To practice Front Plank, both partners should begin in Plank Press. This asana is designed to teach balance and lay the foundation for more complex postures.
- Flyer: From Plank Press, reach forward and hold your partner’s hands. Keep your arms straight to create a straight line from your partner’s shoulders to yours. To lift off, press into the floor with your feet.
- Base: Bend your legs to receive your partner, then slowly straight them and stack your feet over your hips. Keep your arms extended as your partner lifts off.
- Flyer: Once you’re in Front Plank, remember to keep your core engaged. Straighten your legs and point your toes to maintain balance.
- Spotter: Remind both partners to stack their arms vertically. This will help to keep the pose stable.
This posture improves balance and teaches the flyer to feel comfortable letting go of her partner’s hands.
- Base: From Front Plank, press your feet into your partner’s stomach.

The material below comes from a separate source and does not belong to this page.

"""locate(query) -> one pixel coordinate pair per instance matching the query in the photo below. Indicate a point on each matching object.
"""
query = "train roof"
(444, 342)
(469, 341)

This will help her to lift her chest.
- Flyer: If you feel stable enough, release your partner’s hands and reach your arms back to mimic a bird’s wings.
- Spotter: When the flyer lets go of the base’s hands, remind the base to keep his hands up ready in case the flyer tips forward.
- Flyer: From Front Bird, slowly bend your knees and take hold of your feet. Keep your abdominals engaged, your legs strong, and your chest lifted. Your breathing should remain slow and deep as you trust your partner to support you.
- Base: For you, Bow Pose is similar to Front Bird. The only thing to do is point your toes even more to lift your partner’s chest.
- Spotter: As with Front Bird, remind the base to keep his hands in the air. This will ensure he is ready to catch the flyer if she begins to tip.
If you’re bored of traditional yoga, AcroYoga may be the perfect solution. If you can, take 2 friends along with you to class to form a group of 3. Before your first session, make sure everyone has the right yoga gear. To avoid getting snagged, it’s important for the flyer and the base to wear a tight-fitting yoga top.